Sí, hablaría con su equipo legal, pero no con Asuntos Internos. No conseguiría nada delatando a sus compañeros de comisaría, a quienes lo habían defendido. Fox no podía ofrecerle ningún tipo de acuerdo. A lo sumo, podían aspirar a que se le escapara algo. Si es que llegaba a hablar.
Cosa que no iba a hacer.
Fox dudaba que nadie fuese a abrir la boca. O, más bien, hablarían, pero no dirían nada que mereciera la pena. Los habían avisado con mucha antelación de que llegaba ese día. Scholes. Haldane. Michaelson. El juez los había señalado por sus testimonios contradictorios o confusos, por enturbiar las aguas, por sus lapsus de memoria. El comisario Laird, su superior inmediato en el Departamento de Investigación Criminal (DIC), había eludido las críticas, al igual que una agente llamada Forrester.

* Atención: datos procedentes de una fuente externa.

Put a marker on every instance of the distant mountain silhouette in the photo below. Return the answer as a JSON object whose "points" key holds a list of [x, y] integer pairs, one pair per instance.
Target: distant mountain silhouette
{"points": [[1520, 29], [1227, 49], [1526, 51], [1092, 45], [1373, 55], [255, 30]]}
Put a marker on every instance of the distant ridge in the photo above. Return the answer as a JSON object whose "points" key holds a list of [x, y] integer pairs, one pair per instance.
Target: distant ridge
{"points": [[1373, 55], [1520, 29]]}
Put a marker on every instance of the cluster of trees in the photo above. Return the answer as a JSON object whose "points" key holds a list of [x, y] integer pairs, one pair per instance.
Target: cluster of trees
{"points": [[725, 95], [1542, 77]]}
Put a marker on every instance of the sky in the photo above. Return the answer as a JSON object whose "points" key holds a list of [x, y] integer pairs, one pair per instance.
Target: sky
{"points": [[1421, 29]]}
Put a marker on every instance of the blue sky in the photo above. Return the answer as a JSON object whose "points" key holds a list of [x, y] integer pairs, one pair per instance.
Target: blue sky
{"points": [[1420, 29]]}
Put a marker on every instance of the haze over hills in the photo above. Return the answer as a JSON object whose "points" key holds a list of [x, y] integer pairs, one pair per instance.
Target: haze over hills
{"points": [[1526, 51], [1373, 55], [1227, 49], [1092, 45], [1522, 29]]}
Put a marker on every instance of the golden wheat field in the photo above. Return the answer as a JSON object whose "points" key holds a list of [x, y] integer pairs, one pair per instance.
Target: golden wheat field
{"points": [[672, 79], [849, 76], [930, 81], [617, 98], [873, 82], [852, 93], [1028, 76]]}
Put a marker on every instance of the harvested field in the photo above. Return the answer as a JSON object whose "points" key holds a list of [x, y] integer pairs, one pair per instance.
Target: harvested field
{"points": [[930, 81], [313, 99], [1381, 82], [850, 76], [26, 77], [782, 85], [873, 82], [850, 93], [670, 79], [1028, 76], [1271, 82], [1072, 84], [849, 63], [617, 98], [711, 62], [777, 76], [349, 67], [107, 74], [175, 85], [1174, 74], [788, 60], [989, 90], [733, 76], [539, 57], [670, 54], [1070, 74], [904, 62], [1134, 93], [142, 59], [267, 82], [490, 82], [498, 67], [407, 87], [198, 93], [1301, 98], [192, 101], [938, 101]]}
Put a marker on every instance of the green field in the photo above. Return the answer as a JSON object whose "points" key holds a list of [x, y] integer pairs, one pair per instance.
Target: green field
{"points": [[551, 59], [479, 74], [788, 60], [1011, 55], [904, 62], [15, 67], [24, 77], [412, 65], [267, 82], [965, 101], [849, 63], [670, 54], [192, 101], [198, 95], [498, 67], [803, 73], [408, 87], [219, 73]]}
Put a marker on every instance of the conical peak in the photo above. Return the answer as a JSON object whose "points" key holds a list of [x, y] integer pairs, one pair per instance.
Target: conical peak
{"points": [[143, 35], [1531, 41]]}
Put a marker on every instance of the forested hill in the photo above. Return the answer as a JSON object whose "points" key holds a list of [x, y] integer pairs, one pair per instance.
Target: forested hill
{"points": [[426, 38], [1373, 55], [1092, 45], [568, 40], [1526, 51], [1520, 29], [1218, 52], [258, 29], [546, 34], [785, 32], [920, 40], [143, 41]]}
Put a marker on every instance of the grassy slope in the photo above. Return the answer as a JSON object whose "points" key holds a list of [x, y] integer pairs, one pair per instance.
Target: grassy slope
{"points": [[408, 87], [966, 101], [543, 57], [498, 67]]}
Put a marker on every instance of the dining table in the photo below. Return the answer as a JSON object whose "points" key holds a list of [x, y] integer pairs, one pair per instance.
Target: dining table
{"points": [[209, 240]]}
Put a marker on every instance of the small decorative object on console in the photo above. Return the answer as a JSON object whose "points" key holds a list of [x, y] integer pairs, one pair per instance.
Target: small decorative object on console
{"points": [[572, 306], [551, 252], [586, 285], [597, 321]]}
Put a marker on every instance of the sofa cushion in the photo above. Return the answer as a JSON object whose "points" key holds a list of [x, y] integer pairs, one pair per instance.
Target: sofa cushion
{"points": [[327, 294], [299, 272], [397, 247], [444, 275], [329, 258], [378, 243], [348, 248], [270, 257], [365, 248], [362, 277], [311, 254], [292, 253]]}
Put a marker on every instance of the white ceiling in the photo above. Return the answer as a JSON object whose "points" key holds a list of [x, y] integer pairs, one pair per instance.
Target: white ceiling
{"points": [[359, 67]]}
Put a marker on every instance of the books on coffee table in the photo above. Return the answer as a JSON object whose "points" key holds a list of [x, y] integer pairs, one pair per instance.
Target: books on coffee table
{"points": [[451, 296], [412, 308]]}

—Con quien tendríamos que hablar es con Forrester —dijo Kaye de repente, aparcando su discusión con Naysmith.
—¿Por qué?
—Porque su nombre de pila es Cheryl. Mis años de experiencia me dicen que eso la convierte en mujer.
—¿Y?
—Y si un compañero suyo fuera un moscón, seguramente habría tenido un pálpito, habría estado rodeada de tíos cuando empezaron a correr rumores... Tiene que saber algo. —Kaye se puso en pie—. ¿Otra ronda?
—Déjame comprobarlo primero. —Fox sacó el teléfono y buscó el número de la comisaría—. A lo mejor Scholes ha vuelto ya de hacer pipí.
Fox marcó el número y esperó, mientras Kaye le tocaba la nuca a Naysmith y le ofrecía sus servicios como peluquero.
—¿Sí?
Era una voz de mujer.
—Con el inspector Scholes, por favor.
—¿De parte de quién?
Fox miró a su alrededor.
—Llamo del Pancake Place. Ha estado aquí y pensamos que se ha dejado algo olvidado.
—Espere, le paso con él.
—Gracias.
Fox colgó el teléfono y se dispuso a recoger todos los documentos.
—Bien hecho —observó Tony Kaye. Después le dijo a Naysmith—: Ponte la chaqueta de lanilla, Joe, y arranca el martillo neumático.